THE NEXT WEEK KENAI AND BILL WERE SCHEDULED FOR ONE OF THE unending meet-and-greets that astronauts were assigned to around the country, to show the NASA flag to the various services and contractors that designed, built, maintained, and manned the infrastructure that made shuttle operations possible, and to remind them of the real men and women flying the craft and operating the equipment the contractors built. They strapped into a T-38, Bill on the stick, Kenai in the backseat, and took off for Miami and the U.S. Coast Guard base there.

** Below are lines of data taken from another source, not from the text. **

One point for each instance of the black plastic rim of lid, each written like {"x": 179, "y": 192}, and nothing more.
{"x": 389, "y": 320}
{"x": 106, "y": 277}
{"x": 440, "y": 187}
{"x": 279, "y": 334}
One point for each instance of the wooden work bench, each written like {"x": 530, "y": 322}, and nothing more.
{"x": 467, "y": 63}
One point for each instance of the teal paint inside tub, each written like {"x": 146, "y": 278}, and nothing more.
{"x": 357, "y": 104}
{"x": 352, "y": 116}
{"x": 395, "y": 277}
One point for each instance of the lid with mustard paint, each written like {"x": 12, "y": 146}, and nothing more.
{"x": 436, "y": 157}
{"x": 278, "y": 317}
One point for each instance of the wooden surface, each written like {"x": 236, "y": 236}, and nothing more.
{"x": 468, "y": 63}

The Coast Guard was a substantial presence offshore during shuttle launches, deflecting clueless sailors, gaping rubbernecker
s, and on occasion even alligator poachers from taking their boats in too close to the Cape during countdown and launch. Rick's first launch had been put on hold at T minus thirty when a charter boat skipper in a thirty-five-foot Carolina Classic pretended to have lost power and was drifting ashore with the current, all the better for his four drunken clients to snap photos of themselves in front of the shuttle standing white and gleaming against the gantry. At eight hundred dollars a day each they were probably expecting something other than being boarded by a Zodiac full of irritated Coasties, their skipper arrested and their boat commandeered, but that was what they got, and the shuttle raised ship after only a sixty-minute delay, which had to be some kind of record. Rick told them that the astronauts on that mission had been of one mind when informed of the reason for the hold: to limber up the big gun on the foredeck of the cutter and blow the offending boat out of the water.

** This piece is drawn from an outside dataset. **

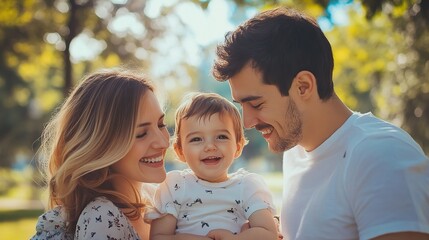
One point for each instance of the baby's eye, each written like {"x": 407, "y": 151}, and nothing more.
{"x": 195, "y": 139}
{"x": 257, "y": 106}
{"x": 223, "y": 137}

Today they landed in Miami and were picked up by a starstruck chief petty officer who couldn't take his eyes off Kenai, who had to remind him more than once that he was veering over the line into oncoming traffic. It was only after Bill offered to drive that the CPO managed to focus on the road. When they got to District 7 headquarters they discovered that the CO had mustered the entire workforce in the parking lot to greet them, many of whom wanted their pictures taken with the astronauts. Bill said a few words, Kenai said a few more, and many, many photographs were taken, after which ordeal Kenai's new love slave hustled them out to the Munro, a high-endurance cutter 378 feet long that would head up offshore security during their launch.

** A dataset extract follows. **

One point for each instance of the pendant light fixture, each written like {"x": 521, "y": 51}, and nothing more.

The Munro also had its entire crew on parade and the helo, a Dolphin HH-65, rolled out for their inspection. The executive officer, a stunner who looked like Naveen Andrews, welcomed them with a smile and a firm handshake and introduced them to the Munro's captain, whose handshake was equally firm and who invited them to join him for lunch after their tour of his ship. Kenai and Bill repeated their thank yous and were happy to accept, after which the captain commanded his crew to fall out and go to their duty stations. He vanished up a ladder and the XO, one Lieutenant Commander Mustafa Azizi, proceeded to run Bill and Kenai's butts off over Munro from bow prop to aft steering and all points above, below, and in between, including a stop in the Combat Information Center, or Combat for short, a cool, dark room the width of the ship's beam filled with banks of computers and monitors. It was located amidships, two decks down from the main deck. "This is where everyone comes when it's rough or hot," said OSC Cutburth, a tall, laconic man with a shaved head, batwing ears, and a grin part saint and part Satan. The operations specialist chief radiated a quiet pride in his domain and in his crew. They were the only members of the crew who didn't have tans.